NASA Wants You to Send Your Art to an Asteroid

The agency is looking for creative contributions as it readies its mission to study and sample a near-Earth asteroid

NASA's OSIRIS-REx project will send a craft to a near-Earth asteroid and take a sample to study back on Earth. NASA

What do artists and rocket scientists have in common? Hold the jokes, please—they share plenty of similarities. After all, both art and space exploration plumb the depths of human ingenuity and take the mind far beyond the boundaries of that which can be seen or imagined. Now, NASA has unveiled a way to combine the impulse to create and the desire to explore the depths of outer space with an invitation for the public to send their artwork to an asteroid.

The agency recently announced that it’s looking for artistic submissions to be sent to Bennu, an asteroid formerly known as 101955. Bennu is the target of NASA’s upcoming Origins, Spectral Interpretation, Resource Identification, Security-Regolith Explorer (OSIRIS-REx) mission, which will launch this September.

Chosen for its proximity to Earth, size and composition, Bennu will be the setting for one of NASA’s most ambitious missions yet—one that seeks to map, document, measure and even grab a sample from the asteroid for study. Scientists hope that a better understanding of Bennu will yield more information about the origins of the solar system and perhaps life itself—a proposition that already sounds pretty dang inspiring.

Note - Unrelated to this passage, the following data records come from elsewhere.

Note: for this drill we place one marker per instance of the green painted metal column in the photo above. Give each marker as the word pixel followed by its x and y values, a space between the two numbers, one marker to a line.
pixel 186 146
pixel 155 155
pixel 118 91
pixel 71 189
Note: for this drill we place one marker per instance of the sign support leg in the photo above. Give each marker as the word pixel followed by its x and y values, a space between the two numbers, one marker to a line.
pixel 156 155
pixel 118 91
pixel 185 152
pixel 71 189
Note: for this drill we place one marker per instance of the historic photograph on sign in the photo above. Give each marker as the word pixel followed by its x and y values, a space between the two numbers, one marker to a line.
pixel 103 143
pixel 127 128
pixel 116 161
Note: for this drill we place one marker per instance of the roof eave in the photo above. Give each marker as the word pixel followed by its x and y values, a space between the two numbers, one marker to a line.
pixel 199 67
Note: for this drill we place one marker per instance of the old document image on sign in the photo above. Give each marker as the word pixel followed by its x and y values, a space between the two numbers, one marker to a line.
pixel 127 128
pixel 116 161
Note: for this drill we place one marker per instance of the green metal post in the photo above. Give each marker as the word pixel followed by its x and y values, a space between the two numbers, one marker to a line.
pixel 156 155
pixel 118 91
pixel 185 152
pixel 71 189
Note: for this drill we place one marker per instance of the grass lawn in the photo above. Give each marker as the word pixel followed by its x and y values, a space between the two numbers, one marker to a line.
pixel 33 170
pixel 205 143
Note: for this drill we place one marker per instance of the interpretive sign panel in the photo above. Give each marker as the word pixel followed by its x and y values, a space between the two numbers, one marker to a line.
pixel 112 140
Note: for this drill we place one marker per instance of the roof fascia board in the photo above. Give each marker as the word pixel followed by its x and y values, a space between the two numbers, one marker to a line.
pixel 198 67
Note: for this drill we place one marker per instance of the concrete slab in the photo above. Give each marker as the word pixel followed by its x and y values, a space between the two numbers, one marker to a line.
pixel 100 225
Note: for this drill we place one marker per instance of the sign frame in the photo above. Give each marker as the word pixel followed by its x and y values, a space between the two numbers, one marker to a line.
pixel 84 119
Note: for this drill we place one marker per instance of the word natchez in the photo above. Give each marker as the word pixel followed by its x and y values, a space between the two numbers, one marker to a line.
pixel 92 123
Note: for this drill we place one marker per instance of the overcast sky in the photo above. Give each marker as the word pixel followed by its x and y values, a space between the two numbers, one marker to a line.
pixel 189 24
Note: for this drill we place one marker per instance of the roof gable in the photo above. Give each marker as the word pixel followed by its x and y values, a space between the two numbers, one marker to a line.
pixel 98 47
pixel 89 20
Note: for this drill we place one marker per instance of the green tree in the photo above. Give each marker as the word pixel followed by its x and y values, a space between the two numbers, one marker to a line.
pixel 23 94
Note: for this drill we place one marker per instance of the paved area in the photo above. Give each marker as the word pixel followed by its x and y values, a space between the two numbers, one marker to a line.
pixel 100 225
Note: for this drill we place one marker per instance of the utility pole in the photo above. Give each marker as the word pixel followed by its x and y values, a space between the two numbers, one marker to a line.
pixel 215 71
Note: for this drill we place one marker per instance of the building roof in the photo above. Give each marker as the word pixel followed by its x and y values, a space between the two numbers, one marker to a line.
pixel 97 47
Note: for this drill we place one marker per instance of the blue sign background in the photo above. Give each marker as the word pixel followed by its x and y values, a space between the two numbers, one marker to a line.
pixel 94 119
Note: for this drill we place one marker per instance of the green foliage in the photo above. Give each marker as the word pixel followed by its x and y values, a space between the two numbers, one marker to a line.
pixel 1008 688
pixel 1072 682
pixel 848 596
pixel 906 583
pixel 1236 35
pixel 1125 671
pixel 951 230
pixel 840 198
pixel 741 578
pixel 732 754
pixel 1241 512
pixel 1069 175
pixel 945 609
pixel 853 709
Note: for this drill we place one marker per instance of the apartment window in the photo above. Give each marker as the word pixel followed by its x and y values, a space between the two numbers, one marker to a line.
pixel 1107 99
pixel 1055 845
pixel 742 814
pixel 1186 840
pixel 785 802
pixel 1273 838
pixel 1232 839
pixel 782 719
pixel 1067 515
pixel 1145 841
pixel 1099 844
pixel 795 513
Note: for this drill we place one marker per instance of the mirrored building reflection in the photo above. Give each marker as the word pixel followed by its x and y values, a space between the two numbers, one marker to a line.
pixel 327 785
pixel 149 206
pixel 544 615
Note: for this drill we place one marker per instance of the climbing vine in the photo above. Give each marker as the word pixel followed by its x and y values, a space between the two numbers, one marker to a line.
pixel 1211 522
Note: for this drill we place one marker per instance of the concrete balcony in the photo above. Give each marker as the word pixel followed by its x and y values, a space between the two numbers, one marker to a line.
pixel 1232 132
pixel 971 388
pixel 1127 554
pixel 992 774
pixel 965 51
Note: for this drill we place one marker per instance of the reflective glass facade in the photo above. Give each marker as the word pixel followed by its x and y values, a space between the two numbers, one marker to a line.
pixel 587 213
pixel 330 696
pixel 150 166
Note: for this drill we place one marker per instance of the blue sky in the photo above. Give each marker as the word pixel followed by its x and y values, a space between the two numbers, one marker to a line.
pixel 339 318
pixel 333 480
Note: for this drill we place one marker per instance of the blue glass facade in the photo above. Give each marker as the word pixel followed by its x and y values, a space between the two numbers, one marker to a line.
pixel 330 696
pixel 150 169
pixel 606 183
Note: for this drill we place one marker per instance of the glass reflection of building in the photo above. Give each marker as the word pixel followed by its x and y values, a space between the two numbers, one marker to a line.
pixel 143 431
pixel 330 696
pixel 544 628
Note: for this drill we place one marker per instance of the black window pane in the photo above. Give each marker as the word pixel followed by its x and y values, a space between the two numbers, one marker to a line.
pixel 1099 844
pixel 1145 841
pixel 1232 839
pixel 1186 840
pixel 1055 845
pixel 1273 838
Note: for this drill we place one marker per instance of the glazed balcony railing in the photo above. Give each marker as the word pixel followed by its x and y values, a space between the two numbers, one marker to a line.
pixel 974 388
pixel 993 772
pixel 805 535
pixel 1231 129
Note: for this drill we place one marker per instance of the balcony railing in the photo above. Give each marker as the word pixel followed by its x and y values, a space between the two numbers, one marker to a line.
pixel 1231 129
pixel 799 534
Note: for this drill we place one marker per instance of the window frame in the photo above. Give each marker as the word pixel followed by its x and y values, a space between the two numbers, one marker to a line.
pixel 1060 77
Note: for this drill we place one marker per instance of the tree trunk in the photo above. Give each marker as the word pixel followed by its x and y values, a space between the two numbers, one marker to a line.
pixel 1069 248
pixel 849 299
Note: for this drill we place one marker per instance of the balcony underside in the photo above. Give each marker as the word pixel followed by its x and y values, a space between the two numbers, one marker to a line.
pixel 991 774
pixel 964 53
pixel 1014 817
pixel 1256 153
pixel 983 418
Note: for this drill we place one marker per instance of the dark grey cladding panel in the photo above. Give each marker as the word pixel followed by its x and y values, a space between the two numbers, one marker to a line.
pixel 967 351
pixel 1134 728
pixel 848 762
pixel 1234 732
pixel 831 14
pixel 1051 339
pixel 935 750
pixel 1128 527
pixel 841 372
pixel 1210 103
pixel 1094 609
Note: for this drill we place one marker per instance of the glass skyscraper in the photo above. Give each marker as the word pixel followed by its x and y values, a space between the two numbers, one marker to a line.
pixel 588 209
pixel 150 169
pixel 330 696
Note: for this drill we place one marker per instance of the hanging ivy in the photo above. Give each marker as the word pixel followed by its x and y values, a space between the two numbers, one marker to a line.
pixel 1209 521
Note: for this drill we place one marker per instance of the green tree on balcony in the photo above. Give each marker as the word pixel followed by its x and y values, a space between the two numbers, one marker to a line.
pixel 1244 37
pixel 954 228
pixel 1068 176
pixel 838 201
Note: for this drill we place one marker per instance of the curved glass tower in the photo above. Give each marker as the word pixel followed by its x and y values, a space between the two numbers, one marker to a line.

But it gets even more creative: Now, NASA is calling on members of the public to submit artwork that expresses what it means to be an explorer. Submissions to the agency’s “We Are the Explorers” project will be collected on the mission site, saved on a chip and launched along with the spacecraft destined to stay on Bennu for millennia.

“Space exploration is an inherently creative activity,” Dante Lauretta, principal investigator for the mission, in a release. She calls OSIRIS-REx a “great adventure”—just like the act of creating a piece of art. Who knows what researchers will find on the asteroid…or who (or what) might see your art once it escapes the bounds of Earth’s atmosphere?